Crawler Empty-Result Screenshot Upload
Author(s)
- Alapan Das
Last Updated Date
2026-04-23
Version History
| Version | Date | Changes | Author |
|---|---|---|---|
| 1.0 | 2026-04-23 | Initial draft for crawler empty-result screenshot upload flow | Alapan |
Purpose
When a listing crawl returns no results or no usable page content, the crawler captures a screenshot and uploads it to an external API for later debugging.
Scope
This applies to list-page crawling in VehicleScraper.scrape_listings(...) for both Facebook Marketplace and Craigslist.
High-Level Flow
- Crawl page is loaded and extraction is attempted.
- If the scraper detects an empty or failed result, it captures a full-page screenshot.
- The screenshot is uploaded through a multipart/form-data API call.
- The upload target path is derived as
error/{jobId}/{image}.
Trigger Conditions
A screenshot upload is attempted when:
- Extracted listings are empty.
- Page content is missing, including no HTML.
- Craigslist list selector is not found.
Upload API Contract
The uploader sends a multipart request equivalent to:
import requests
url = f"{BASE_URL}/upload"
with open(file_path, "rb") as f:
files = {
"fileContent": (file_name, f, "image/png")
}
data = {
"fileName": file_name,
"folderName": f"error/{job_id}/{file_name}"
}
response = requests.post(url, files=files, data=data, timeout=30)
response.raise_for_status()
Field Mapping
fileContent: binary screenshot payload (image/png)fileName: screenshot filenamefolderName: logical storage path in backend storage, formatted aserror/{jobId}/{image}
URL Construction
Upload URL is built from crawler BASE_URL:
- Upload endpoint:
{BASE_URL}/upload
If BASE_URL is empty, upload is skipped and a warning is logged.
Naming and Storage
Screenshots are first written locally under:
crawler/artifacts/screenshots/
Filename format:
{platform}_{timestamp}_{random}.png
Examples:
fbm_20260422T093455123456Z_abc123.pngcgl_20260422T093500654321Z_def456.png
Job Correlation
job_id is passed from start_filter_crawl(...) into scrape_listings(..., job_id=job_id).
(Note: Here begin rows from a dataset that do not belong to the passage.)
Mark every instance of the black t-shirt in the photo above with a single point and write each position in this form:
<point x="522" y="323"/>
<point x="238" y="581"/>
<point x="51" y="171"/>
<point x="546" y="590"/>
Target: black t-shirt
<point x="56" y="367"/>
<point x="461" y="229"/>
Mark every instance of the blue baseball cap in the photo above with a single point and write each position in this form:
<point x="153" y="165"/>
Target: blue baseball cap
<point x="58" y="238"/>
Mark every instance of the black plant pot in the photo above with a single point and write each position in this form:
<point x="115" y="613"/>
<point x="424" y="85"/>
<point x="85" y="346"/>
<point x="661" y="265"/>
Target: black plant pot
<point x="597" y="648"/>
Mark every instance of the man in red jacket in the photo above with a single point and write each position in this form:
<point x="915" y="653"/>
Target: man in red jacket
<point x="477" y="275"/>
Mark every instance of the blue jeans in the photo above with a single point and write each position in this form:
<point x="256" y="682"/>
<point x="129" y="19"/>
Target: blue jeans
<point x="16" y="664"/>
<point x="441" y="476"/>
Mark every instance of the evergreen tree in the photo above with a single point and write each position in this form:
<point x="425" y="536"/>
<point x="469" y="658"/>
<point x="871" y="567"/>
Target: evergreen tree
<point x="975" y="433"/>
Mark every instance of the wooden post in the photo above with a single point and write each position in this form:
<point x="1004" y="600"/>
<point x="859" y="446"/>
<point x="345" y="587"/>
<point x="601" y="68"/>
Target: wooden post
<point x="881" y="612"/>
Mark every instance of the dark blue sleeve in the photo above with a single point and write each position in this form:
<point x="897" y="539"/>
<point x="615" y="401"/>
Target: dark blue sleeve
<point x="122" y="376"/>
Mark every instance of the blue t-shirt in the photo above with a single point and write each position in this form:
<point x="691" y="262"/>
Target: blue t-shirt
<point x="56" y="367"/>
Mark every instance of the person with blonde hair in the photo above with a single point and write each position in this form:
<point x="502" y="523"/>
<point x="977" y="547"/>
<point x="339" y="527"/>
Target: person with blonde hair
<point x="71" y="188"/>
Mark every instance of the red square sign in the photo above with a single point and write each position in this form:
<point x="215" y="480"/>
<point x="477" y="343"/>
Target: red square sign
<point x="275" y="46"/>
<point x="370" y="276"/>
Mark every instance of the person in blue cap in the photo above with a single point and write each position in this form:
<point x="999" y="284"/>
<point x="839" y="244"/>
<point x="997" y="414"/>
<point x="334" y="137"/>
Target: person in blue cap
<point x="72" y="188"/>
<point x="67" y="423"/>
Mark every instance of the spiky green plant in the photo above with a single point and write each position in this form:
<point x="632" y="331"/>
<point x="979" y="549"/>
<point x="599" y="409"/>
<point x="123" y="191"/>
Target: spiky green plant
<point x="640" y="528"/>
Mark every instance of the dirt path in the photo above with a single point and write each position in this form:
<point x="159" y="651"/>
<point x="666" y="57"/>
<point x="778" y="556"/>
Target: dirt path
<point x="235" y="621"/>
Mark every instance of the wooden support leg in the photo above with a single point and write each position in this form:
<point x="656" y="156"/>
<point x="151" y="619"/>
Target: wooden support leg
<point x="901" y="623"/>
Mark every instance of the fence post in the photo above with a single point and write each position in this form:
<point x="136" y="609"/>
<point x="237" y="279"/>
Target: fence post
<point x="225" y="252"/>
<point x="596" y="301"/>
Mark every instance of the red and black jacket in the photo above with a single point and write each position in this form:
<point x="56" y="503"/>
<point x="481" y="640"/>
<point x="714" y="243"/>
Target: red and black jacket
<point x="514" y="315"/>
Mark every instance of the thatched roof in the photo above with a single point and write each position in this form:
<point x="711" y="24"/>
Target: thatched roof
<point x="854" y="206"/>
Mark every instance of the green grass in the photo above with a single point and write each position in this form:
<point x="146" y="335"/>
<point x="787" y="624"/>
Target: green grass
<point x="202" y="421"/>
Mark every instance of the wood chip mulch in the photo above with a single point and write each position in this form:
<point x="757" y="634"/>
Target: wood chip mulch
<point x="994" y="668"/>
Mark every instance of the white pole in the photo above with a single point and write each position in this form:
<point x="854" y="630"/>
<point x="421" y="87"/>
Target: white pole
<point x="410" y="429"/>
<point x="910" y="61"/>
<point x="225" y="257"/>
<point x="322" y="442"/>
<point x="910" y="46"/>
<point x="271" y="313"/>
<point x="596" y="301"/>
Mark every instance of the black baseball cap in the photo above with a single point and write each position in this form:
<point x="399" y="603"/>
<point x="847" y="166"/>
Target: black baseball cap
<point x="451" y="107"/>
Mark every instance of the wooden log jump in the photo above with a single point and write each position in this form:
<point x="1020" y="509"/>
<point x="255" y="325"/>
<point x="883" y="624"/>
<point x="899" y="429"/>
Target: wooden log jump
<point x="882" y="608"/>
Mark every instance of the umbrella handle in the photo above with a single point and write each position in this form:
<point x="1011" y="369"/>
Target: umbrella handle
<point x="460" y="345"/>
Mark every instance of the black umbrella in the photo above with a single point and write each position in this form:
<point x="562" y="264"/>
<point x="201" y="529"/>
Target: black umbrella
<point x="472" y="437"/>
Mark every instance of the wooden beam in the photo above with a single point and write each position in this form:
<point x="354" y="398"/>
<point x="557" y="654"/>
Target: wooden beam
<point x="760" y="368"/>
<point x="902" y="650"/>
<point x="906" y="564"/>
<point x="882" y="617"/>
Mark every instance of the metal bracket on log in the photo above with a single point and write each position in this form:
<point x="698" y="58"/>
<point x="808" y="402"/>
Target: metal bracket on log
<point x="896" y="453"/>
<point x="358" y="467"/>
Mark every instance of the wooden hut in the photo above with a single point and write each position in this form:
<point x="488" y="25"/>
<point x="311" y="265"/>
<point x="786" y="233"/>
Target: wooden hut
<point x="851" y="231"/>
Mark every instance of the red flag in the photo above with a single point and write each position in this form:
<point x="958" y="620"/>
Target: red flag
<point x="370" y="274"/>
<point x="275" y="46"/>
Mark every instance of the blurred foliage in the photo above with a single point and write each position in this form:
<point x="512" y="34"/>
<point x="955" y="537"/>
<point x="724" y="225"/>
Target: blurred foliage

When available, the upload path uses:
error/{jobId}/{image}
If missing, the fallback segment unknown-job is used.
Logging
The feature logs:
- screenshot capture success or failure
- upload success or failure
- skip reason when
BASE_URLis not configured
Current Implementation Files
crawler/app/scraper/scraper.pycrawler/app/scraper/agent.py
Operational Note
This feature does not block crawl completion status publishing. If screenshot upload fails, crawl flow continues and the failure is logged.